“Some people are worried for me, that my funny brain could be so suddenly full of darkness. ” / Q&A with writer Todd Babiak

Todd Babiak pleasantly stunned fans last year when he released Come Barbarians. (Link to my review) . The gritty novel was a total change from Babiak usual style but it was greatly acclaimed. Now, a year later since it’s release, Babiak has answered a few questions for me here.

1) Am I right in assuming that Come Barbarians is a bit of different novel than what you had previously wrote? How was it received by your fans? Was there any memorable reactions to it you care to share?

A: My other novels were blends of sad and funny. They were set in places like Edmonton, Banff, Montreal. They had satirical elements but they were gentle books about the regular problems of average people. I mean, in one of them a man acquired magical powers. But he was an ordinary man. Come Barbarians is very different. I’ve had plenty of memorable reactions. Some people are worried for me, that my funny brain could be so suddenly full of darkness.

2) Outside of novels, you also do journalism, essays and screenwriting. Is there a preferred type of writing you enjoy doing? Is there a difference between these styles of writing?

A: I don’t do any real journalism, to be honest. I was a newspaper columnist for some time and I am not anymore. I admire genuine investigative journalists. I was always more of an entertainer. I think that is what binds all my writing: I want to please and entertain and poke readers, ultimately. There is a big difference between media: the way you write it, the way it’s edited and received, the way it’s published and distributed. I definitely like novels the best, as a reader and as a writer.

3) Who are your favourite writers? What are you reading right now?

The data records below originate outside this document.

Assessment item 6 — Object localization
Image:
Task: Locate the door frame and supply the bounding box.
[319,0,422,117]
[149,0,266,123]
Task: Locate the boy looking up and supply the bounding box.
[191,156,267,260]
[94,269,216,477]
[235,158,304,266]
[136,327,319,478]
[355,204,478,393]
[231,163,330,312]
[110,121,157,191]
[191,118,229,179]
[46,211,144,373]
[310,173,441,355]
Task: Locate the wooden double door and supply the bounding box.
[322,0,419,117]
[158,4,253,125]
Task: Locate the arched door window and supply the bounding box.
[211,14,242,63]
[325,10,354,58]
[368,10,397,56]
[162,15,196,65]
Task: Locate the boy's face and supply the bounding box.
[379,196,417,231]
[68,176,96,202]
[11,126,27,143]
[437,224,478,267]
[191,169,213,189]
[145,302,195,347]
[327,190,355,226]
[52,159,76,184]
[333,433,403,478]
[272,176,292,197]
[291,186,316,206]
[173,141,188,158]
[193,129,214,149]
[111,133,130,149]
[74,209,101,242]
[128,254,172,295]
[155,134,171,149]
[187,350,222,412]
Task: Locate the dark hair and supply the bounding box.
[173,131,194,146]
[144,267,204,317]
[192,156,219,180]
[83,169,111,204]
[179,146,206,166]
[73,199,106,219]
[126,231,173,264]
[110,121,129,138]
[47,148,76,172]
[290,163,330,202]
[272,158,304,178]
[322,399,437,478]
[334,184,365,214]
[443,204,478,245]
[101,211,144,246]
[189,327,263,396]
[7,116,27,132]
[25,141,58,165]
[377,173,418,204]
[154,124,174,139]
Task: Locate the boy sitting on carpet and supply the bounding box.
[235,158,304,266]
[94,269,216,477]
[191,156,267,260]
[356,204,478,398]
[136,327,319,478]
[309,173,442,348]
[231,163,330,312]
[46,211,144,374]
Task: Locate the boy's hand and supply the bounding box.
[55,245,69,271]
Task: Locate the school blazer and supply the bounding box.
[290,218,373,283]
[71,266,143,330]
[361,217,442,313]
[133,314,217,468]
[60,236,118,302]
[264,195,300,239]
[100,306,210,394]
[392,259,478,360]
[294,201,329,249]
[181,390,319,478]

A: Right now I’m reading The Historian by Elizabeth Kostova. My favourites change all the time. Hilary Mantel is certainly one of my favourites: the Cromwell novels are extraordinarily good. I like all styles, though: I can be equally (though differently) pleased by John Le Carré, Richard Ford, and David Sedaris.

4) Are you working on anything new in the fiction front right now? If yes, are there details you can share with your fans?

A: I’m writing a sequel to Come Barbarians. I don’t have a title yet.

5) How do you like living in Edmonton right now? Does the city’s cultural scene help you with your writing at all?

A: Edmonton is an extraordinary city for an artist or an entrepreneur, and I’m both. It’s a city of inventors and builders, without any established hierarchies. People are interested in your ideas, and they’re keen to help. The economy is weird: people are moving here from all over the world, in great numbers. But it’s not a massive city so they’re changing the place, in their ways. It’s fun. But I’m a restless person. I find myself Googling France, where I lived a few years ago, more than I should these days.

6) How do you like reading your fiction works in public? Are you aware of any book clubs that have read and discussed your work? If yes to the latter, did you partake in the discussion at all?

I go to book clubs quite often, whenever I’m invited (if I can). I don’t mind reading from the novels in public but I prefer speeches, conversations and presentations that reference the novel. A speech is an art form too, and I try to be true to it.

7) You are the first writer that I am aware of that is active on Pinterest and I know you are active on both Twitter and Facebook. Does being on those social-media platforms help or hinder your fiction writing? If yes, how so?

A: I would like you to teach me how to actually use Pinterest. Twitter, certainly. Facebook, a bit. And gosh: to be honest, I should turn off my internet before I sit down to write fiction. Social media are fun, but they’re distractions like good weather and that friend who calls to go for a beer.

8) How much of your fiction is based on personal experience? Do you rely on other people’s stories for your fiction or does a lot of the material come from your imagination?

A: It’s a mixture, for sure. My wife rolls her eyes a lot, as places we’ve been and people we’ve met and body parts like her neck and arms show up in my novels.